Be My, Be My Baby (Doll)
Jessica shows up at Bill’s door to get some relationship advice (you know how Bill loves to girl talk) and she tells him all about cheating on Hoyt. Don’t you love it when your dad gives you words of wisdom about hooking up with randoms in bathroom stalls? Bonding moment!
Bill advises Jessica to tell Hoyt the truth, so she heads home to confront her man, who’s hanging in the living room clutching the creepy bald doll who won’t leave their house even though they’ve thrown it away a bunch of times. It’s like, take a hint, doll. When Jess tells Hoyt about her infidelity he’s so hurt that he almost cries, and Jess ends up glamouring the pain away. Hope this doesn’t become a pattern!
Meanwhile, Bill goes on a friendly date with Portia Bellefleur, who proposes that they start sleeping together. Bill’s up for the idea, but he makes it very clear that he can never love her. That’s right, Portia: BILL’S HEART IS TAKEN. Portia and Bill do the nasty, but Bill has no interest in biting her. Well, at least he has some standards.
The next day at Merlotte’s, Jessica pretends her doll friend is a family heirloom, and gives it to Arlene’s baby as a gift. Two evil babies playing together? What could be cuter!
Speaking of Merlotte’s, things are not going well between Sam and Tommy. Tommy has a major mother-love connection going on with Maxine Fortenberry, and they’re about two more reading lessons away from making out (she wishes). While Maxine and Tommy are watching doll infomercials together, a salesman stops by to offer $10,000 per acre for Maxine’s land for natural gas use. Cha-ching! Tommy pretends to be Maxine’s son, and concocts an evil plan to buy her house and then sell it for profit.
Tommy swings by Merlotte’s to try to get Sam to go in on the scam with him, but obviously Sam rejects him. He might be willing to shoot his own brother in the leg, but cross Mama Fortenberry? Puh-leez, he’s not a total noobie.
Marnie’s coven is flipping their Ouija boards over Eric’s surprise visit, but Marnie claims that she doesn’t know how she cast such a crazy spell on him. Hah! If she’s so innocent, why does she start chanting to herself in her weird little seance room the second she’s alone? It looks like Marnie wants to get possessed again, and she goes about it by slitting her wrists and draining her blood into a goblet in the hopes that the her witch inhabitor will be all, “Mmmm, a goblet full of blood?

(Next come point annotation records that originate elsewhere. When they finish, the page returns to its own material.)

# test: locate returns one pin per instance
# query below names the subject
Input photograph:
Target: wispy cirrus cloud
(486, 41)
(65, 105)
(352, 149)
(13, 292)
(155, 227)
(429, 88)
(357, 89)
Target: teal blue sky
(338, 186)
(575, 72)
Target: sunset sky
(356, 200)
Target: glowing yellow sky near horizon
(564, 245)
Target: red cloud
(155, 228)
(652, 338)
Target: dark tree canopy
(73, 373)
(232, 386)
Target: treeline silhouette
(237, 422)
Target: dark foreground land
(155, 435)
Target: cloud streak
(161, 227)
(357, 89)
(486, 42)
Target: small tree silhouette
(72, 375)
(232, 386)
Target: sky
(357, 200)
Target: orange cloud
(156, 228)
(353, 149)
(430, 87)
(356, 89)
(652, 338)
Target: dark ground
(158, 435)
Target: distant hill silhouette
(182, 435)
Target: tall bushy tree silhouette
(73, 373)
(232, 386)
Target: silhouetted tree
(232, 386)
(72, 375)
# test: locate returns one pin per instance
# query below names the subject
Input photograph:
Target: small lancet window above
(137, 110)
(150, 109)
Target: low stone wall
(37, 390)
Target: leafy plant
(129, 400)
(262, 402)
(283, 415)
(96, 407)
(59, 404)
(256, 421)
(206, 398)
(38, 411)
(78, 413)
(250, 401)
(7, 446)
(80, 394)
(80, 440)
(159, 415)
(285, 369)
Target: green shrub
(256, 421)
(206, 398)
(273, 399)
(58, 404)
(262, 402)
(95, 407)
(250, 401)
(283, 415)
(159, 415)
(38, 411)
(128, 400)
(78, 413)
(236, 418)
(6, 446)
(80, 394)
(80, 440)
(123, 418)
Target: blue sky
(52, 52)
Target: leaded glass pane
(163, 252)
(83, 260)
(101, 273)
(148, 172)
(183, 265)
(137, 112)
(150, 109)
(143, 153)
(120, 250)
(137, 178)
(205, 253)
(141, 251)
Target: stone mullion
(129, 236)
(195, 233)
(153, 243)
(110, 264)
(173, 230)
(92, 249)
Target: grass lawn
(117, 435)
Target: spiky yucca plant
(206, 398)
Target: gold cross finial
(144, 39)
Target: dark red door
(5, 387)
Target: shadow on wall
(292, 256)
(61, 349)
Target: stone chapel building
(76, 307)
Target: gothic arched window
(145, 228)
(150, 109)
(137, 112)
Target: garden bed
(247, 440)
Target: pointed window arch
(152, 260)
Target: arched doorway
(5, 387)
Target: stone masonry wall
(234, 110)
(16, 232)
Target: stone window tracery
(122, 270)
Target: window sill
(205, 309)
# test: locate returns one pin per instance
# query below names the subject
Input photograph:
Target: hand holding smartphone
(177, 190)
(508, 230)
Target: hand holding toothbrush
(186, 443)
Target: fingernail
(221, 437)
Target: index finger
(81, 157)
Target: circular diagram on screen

Delish!”
Over at Merlotte’s, Tara and Jesus stop by to check up on Lafayette and his braided mohawk, but Tara gets distracted by flirting with Sam and doesn’t notice when Lala sneaks out to Fangtasia to beg for Eric’s mercy. Tara and Jay-Z show up right before Pam has a chance to strangle Lala with his own corn rows, and they make a deal to deliver Marnie to Pam in exchange for her leaving them alone. Of course if they fail, Pam will "eat, f**k and kill" all three of them.